The study population was divided into three age groups of 20 to 40-year-olds, 40 to 60-year-olds, and those over 60, and SPEP patterns was compared between healthy individuals and patients in these age groups. In the 20–40 age group, 4 out of 14 patients (36.4 percent) and 1 out of 14 healthy individuals (7.1 percent) demonstrated a polyclonal gammopathy. In the 40–60 age group, 7 out of 24 patients (29.2 percent) and none of the 7 healthy individuals demonstrated a polyclonal gammopathy pattern. In the over 60 age group, only 1 out of 2 patients (50 percent) and none of the healthy individuals demonstrated a polyclonal gammopathy. Given the greater than 0.05 P-value, no statistically significant difference was observed between these two groups.
Relations between CD4+ T-cell level and status of antiretroviral treatment with SPEP patterns was evaluated (Fig. 2). Eight patients had not received antiretroviral treatment. Among these, 4 (50 percent) demonstrated a polyclonal gammopathy. Twenty-nine had received antiretroviral treatment among whom 8 (28 percent) demonstrated a polyclonal gammopathy. No statistically significant connection between SPEP patterns and status of antiretroviral treatment in patients was observed (P-value > 0.05). On the other hand, when recipients of antiretroviral treatment were compared with healthy individuals among whom 1 out of 24 (4 percent) showed a polyclonal gammopathy pattern, a statistically significant difference was observed (P-value < 0.02).

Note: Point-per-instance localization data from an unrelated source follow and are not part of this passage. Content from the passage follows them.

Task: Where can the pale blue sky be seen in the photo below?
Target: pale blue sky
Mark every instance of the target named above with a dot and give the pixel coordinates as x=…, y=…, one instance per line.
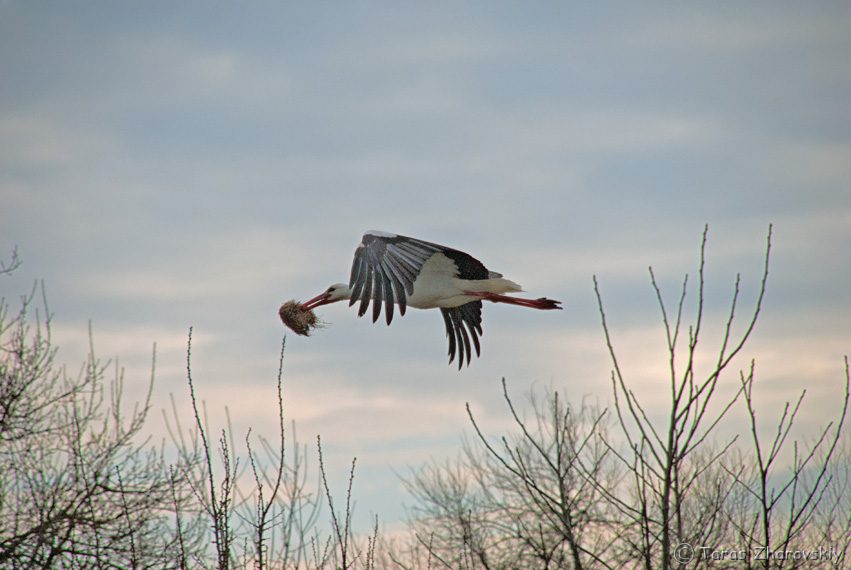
x=167, y=165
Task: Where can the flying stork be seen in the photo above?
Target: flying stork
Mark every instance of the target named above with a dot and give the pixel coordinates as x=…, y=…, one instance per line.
x=393, y=269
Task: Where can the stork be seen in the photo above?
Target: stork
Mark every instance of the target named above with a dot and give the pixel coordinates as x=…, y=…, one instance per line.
x=390, y=269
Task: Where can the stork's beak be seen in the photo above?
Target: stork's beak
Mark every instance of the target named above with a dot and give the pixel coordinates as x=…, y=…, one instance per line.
x=318, y=301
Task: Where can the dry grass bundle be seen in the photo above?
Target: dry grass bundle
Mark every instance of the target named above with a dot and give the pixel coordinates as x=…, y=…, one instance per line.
x=300, y=321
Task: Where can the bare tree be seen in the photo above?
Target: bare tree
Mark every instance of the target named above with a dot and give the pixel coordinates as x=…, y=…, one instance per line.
x=76, y=491
x=520, y=501
x=662, y=489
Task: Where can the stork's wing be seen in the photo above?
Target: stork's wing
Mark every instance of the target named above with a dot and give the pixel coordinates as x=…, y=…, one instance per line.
x=384, y=269
x=459, y=322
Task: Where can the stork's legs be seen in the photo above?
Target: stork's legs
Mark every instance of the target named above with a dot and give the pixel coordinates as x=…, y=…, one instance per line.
x=543, y=303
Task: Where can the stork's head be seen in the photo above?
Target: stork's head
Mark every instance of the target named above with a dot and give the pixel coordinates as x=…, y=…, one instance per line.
x=334, y=293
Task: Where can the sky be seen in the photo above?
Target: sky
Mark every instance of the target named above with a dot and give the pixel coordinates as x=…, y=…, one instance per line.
x=174, y=165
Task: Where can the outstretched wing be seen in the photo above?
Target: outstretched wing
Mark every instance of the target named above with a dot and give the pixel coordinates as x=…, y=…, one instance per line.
x=462, y=323
x=384, y=270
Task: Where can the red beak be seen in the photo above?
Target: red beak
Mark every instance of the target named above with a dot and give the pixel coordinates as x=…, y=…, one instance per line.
x=318, y=301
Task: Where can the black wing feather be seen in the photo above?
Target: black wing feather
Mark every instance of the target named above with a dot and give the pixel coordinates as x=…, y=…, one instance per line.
x=384, y=270
x=462, y=323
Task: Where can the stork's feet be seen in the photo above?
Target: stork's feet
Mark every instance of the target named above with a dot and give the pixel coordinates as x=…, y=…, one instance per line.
x=546, y=304
x=543, y=303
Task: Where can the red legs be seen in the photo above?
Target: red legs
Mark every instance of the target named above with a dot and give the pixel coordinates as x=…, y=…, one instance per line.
x=543, y=303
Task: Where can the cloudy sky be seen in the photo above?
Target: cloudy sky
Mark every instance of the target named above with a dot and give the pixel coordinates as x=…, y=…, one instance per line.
x=174, y=165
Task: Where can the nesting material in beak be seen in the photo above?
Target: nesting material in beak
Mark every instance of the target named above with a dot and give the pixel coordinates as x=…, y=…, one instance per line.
x=298, y=319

In a comparison between HIV-positive patients who had not undergone antiretroviral therapy and healthy individuals, polyclonal gammopathy levels showed a statistically significant difference (P-value < 0.002).
Six of the patients had a CD4+ T-cell count of less than 250/ml, and 3 of these (50 percent) demonstrated polyclonal gammopathy. The CD4+ T-cell count was greater than 250/ml in 31 patients, and 9 of these (29 percent) demonstrated polyclonal gammopathy. No statistically significant relationship between CD4+ T-cell counts and presence of polyclonal gammopathy was observed in the present study (P-value > 0.05).
One (4 percent) of the healthy individuals demonstrated polyclonal gammopathy. Compared to patients with a CD4+ T-cell count less than 250/ml, a statistically significant difference was observed in terms of SPEP patterns (P-value = 0.02). Furthermore, compared to patients with a CD4+ T-cell count > 250/ml, another statistically significant difference can be seen in this regard (P-value = 0.002). Since the viral load was unidentifiable among all patients, examining its connection with SPEP patterns was not possible in this study.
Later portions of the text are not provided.